Scorpio Bulkers Inc., as Borrower
/s/ Hugh Baker
By:__________________________
Name: Hugh Baker
Title: Chief Financial Officer
Date: January _4_, 2017


We hereby acknowledge and agree to the foregoing and confirm and agree that (a) our obligations under the Finance Documents (as such term is defined in the Credit Agreement) to which we are a party remain valid and effective notwithstanding the arrangements contained above; (b) references in any such Finance Documents to the “Credit Agreement”, the “Agreement” or other equivalent references, shall be deemed to be references to the Credit Agreement as amended and supplemented by this letter agreement; and (c) references in any such Finance Document to a “Mortgage” or other equivalent references shall be deemed to be references to the relevant Mortgage or amended and supplemented by the relevant Mortgage Amendment.

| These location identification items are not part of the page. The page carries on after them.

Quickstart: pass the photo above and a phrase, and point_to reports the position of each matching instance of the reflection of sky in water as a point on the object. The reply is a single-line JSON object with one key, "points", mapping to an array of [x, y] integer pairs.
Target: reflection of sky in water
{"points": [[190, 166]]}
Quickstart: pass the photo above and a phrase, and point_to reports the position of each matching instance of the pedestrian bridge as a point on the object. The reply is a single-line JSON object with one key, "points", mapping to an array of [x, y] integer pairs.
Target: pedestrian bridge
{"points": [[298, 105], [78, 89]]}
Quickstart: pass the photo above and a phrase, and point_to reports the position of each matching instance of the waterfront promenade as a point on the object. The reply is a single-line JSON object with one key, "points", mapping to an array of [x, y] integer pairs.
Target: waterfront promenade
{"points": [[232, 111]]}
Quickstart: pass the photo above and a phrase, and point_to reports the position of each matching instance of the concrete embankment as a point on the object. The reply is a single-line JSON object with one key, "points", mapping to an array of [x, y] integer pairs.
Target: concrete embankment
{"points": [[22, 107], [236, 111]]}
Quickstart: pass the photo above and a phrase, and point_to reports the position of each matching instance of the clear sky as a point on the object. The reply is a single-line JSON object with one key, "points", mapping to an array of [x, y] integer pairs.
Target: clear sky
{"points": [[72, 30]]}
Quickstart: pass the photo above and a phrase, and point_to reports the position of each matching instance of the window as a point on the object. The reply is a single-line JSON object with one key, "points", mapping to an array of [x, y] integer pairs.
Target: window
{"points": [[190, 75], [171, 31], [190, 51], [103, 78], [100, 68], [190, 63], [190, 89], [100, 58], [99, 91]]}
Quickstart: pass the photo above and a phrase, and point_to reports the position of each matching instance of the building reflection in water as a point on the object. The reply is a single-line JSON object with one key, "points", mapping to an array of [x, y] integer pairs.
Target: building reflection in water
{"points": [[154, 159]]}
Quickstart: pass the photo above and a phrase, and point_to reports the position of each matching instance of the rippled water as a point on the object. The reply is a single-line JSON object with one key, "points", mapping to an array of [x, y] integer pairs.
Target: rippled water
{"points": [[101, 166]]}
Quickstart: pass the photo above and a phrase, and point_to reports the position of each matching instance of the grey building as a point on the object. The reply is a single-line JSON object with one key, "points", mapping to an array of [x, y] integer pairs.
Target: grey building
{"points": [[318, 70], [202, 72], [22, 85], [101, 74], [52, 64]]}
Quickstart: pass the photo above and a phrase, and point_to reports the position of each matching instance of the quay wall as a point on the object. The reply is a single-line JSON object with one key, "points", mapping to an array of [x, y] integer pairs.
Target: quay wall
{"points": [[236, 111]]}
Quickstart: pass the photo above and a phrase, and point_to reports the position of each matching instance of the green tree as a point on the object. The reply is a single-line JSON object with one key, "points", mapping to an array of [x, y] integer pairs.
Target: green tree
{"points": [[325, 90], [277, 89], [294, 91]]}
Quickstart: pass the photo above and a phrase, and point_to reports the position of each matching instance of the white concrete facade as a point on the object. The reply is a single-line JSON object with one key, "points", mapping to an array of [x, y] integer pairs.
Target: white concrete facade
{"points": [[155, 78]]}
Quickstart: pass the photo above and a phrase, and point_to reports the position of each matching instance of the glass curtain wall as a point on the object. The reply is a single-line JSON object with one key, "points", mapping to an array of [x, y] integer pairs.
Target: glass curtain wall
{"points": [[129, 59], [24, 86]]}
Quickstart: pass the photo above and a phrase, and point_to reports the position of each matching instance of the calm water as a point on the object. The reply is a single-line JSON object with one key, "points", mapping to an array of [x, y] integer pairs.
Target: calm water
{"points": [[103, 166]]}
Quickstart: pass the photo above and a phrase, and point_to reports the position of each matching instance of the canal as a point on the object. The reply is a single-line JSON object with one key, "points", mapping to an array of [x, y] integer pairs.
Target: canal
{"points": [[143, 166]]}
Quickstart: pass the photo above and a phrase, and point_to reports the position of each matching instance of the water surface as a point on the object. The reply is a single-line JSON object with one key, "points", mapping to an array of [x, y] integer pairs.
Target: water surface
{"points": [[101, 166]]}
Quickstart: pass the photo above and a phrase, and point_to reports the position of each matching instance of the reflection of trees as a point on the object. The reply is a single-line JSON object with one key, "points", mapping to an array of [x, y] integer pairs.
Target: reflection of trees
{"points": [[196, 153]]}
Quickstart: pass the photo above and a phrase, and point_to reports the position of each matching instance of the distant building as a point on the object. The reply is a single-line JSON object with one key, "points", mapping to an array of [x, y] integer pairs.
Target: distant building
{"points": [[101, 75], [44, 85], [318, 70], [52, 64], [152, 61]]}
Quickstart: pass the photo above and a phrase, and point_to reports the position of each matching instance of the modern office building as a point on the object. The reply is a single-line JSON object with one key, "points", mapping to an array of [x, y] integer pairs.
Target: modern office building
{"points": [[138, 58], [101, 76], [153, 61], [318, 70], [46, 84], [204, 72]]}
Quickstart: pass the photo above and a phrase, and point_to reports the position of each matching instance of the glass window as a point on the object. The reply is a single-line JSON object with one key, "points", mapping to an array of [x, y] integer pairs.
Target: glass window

SBI Samba Shipping Company Limited, as a Guarantor
SBI Rumba Shipping Company Limited, as a Guarantor
SBI Tango Shipping Company Limited, as a Guarantor

/s/ Hugh Baker
By:__________________________
Name: Hugh Baker
Title: Secretary / Director
Date: January _4_, 2017




















Exhibit 4.59



Schedule 1


Guarantor Joinder Agreement dated February 13, 2015 between SBI Samba Shipping Company Limited and the Agent.

Guarantor Joinder Agreement dated February 17, 2015 between SBI Rumba Shipping Company Limited and the Agent.

Guarantor Joinder Agreement dated February 15, 2016 between SBI Tango Shipping Company Limited and the Agent.